New Display for Audiobooks

The audiobook collection in our library hasn't been displayed very well in the past.  The laminated cards were held in a small box on the same piece of furniture that held the video and DVD cards.  When the audiobook cards were kept there, they looked ugly and were hard to browse.

I've been thinking about a better way to display them, and think I've come up with one.

To the left of the circulation desk we have a corkboard hung over top of an old doorway that dates back to the early days of the Rec Centre.  As of last week, this corkboard was just used to hold old pieces of paper like a thank you certificate from 2001.

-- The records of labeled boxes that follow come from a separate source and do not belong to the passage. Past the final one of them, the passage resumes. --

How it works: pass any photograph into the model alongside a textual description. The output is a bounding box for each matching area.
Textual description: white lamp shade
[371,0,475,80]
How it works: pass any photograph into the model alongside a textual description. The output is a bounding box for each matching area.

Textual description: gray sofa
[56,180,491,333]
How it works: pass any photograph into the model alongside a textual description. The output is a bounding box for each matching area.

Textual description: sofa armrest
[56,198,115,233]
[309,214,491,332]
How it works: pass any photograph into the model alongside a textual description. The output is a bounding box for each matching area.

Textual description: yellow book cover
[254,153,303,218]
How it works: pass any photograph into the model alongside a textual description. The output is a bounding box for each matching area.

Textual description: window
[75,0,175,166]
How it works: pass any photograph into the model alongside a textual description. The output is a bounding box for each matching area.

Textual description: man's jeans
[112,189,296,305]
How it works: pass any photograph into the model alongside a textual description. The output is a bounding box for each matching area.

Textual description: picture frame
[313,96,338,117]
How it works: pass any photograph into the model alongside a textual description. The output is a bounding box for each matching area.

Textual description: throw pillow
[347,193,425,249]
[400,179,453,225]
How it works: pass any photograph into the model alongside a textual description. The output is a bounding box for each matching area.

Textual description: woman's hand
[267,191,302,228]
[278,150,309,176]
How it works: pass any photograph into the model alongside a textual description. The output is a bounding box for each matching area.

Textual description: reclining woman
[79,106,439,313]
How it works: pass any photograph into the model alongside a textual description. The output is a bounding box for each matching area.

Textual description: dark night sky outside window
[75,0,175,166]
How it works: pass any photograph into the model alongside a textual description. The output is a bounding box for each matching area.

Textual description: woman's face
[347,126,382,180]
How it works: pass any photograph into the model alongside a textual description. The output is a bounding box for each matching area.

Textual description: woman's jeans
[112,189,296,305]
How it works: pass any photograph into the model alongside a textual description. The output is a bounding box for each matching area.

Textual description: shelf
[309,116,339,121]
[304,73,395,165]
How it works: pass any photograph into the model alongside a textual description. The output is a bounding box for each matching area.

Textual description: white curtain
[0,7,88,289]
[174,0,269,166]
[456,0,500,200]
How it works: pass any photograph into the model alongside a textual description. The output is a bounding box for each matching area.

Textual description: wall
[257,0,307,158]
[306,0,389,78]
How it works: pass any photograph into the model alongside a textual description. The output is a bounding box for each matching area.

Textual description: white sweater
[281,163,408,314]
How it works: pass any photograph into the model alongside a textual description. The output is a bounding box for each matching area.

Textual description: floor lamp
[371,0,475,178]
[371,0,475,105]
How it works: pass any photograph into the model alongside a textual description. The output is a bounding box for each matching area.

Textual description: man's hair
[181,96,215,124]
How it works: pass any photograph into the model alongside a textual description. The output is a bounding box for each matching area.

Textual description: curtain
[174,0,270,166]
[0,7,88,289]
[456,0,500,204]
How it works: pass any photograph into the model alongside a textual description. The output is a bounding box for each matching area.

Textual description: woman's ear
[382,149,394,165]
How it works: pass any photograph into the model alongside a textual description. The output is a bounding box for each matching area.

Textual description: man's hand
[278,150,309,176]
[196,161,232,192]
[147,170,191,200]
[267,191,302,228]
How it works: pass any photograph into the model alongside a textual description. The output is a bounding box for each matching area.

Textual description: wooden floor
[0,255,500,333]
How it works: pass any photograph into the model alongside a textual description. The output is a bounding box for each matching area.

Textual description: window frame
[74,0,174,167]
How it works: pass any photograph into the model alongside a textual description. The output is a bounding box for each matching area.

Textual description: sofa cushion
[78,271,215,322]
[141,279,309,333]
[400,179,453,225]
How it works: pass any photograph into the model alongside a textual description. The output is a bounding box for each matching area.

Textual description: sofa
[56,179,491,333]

I cleaned it off yesterday, and started printing smaller copies of the laminated cards for the audiobooks.  Now patrons can come in to the library, easily browse our audiobook collection, and pull the card off the wall for the audiobook they want to borrow.

Now, the impetus behind this project is our incoming youth audiobook collection (which I blogged about previously).  When the youth audiobooks come in, they'll be arranged on the lower half of this corkboard.

"But Jacob," you're thinking "there isn't enough room for many more audiobooks on that corkboard!"

You're right.

This corkboard is being used as a test audiobook display.  If it works well, helps audiobooks to circulate, and is liked by patrons, my plan is to buy a roll of cork and use the cork to cover one (or more) of the wall panels on the outside of the reference room, opposite the magazine racks.  Then we'll have a wall to display all of the library's audiobooks in an easy-to-browse way that doesn't take up much space.

But before we make that investment, I want to make sure that a corkboard display of audiobook cards will work.

So where do you come in?  Easy!  Borrow some audiobooks!